Eventually, this curiosity became the focus of her thesis, co-supervised by Julian Barling, professor of organizational behaviour at Smith School of Business.
“I was wondering about the cognitive process of followers who must make sense of which version of their leader they encounter from day to day,” says Suurd Ralph. “It gets much harder to predict, particularly if you’ve seen over time that your leader can act in different ways. Perhaps that changes your experience of work.”
Her hunch was that if followers observe their leaders as inconsistent, they will be ambivalent towards them—conflicted in their own emotions and reactions. That, in turn, will affect their workplace attitudes and well-being. Spoiler alert: she wasn’t wrong.
Abusive leaders cast a shadow
To test her hunch, Suurd Ralph and Barling devised a series of studies that examined combinations of three leadership styles: transformational, abusive supervision and passive. Transformational leaders can inspire positive change in followers, while abusive supervision is marked by yelling, belittling, scapegoating and credit-stealing. A passive leader might look like that clock-puncher who fails to reward or punish.
In the first study, Suurd Ralph and Barling presented participants with different scenarios, including one depicting a leader with both transformational and abusive supervision styles. In study two, participants reported on their actual leaders.
Across both studies, the researchers found that followers felt ambivalent towards inconsistent leaders, and that this did indeed affect their workplace attitudes. They found that when leaders showed both transformational and abusive supervision styles, the resulting ambivalence led followers to mistrust and avoid their leaders and have negative feelings about the workplace.
Interestingly, there was no evidence of ambivalence when leaders showed both transformational and passive leadership styles. The researchers speculate that this could be because passive leadership tends to be less visible than abusive supervision.
Beyond ambivalence
Suurd Ralph and Barling are now considering followup studies on inconsistent leaders. Although her initial hunch was mostly right about the role of ambivalence, they believe there are likely other ways that unpredictable leaders can affect followers.
“Let’s say a leader is really hard on us, but we think they’re doing it to help us get better at our jobs,” Suurd Ralph says. “That might be a scenario where we don’t mind some level of inconsistency if we think it’s somehow for our own benefit. So that type of attribution—why we think a leader is acting that way—really might change how we react to them.”
Likewise, she adds, our supervisors’ inconsistency might not bother us if we understand why they are acting that way, perhaps understanding that they are under a lot of pressure, facing a tight deadline or dealing with their own challenging boss.
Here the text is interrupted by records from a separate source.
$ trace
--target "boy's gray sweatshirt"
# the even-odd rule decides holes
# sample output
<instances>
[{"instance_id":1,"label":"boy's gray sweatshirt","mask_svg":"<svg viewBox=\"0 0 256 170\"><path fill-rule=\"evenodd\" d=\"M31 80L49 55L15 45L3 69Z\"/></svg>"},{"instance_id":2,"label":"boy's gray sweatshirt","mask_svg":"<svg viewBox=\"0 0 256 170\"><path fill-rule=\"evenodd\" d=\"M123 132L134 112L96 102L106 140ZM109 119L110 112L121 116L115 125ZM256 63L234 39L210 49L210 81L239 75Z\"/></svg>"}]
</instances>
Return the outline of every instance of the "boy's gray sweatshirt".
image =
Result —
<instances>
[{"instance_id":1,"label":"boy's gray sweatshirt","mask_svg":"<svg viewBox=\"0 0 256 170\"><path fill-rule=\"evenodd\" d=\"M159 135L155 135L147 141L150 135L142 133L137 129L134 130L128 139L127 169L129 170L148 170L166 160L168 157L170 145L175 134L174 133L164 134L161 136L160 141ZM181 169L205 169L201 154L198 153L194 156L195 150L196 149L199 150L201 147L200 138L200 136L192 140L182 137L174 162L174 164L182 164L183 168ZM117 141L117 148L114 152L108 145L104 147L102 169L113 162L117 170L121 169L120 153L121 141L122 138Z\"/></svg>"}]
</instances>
There is some evidence to support the notion that inconsistent leadership is a function of stress. In a recently published study, participants rated their leaders’ transformational and abusive behaviours in routine and stressful situations. The researchers found that followers observed more inconsistent behaviour in their leaders when those leaders were stressed. Even so, they also found that employees who observed more inconsistency from their leaders experienced more stress themselves.
Aiming for consistency
So what can leaders do to be more consistent?
Suurd Ralph says there are likely many reasons that explain leader inconsistency—including how their leadership role models acted and how well they can self-regulate—so training is essential.
“I think we have to talk about consistency in our leadership training,” she says. “Instead of just saying, ‘Here are some really good leadership tactics, use them,’ maybe we should be saying, ‘Use them, but avoid these other common negative behaviours that lead to perceptions of inconsistency.’”
It is also important to address the pressures leaders face. “We often romanticize leaders to a point where we think they couldn’t possibly have challenges or mental health issues of their own.”
But that’s just not the case, she says. “Organizations should encourage leaders to take care of themselves, get the rest and recovery time they need, so that when they come into work, they can have the best chance of being able to self-regulate, which helps them be more consistent.”
In the end, change begins with the understanding that humans broadly prefer consistency, she says. “We don’t really like to be around people whose behaviours are unpredictable. And if we are avoiding our leaders, how likely is it that we are doing our best work?”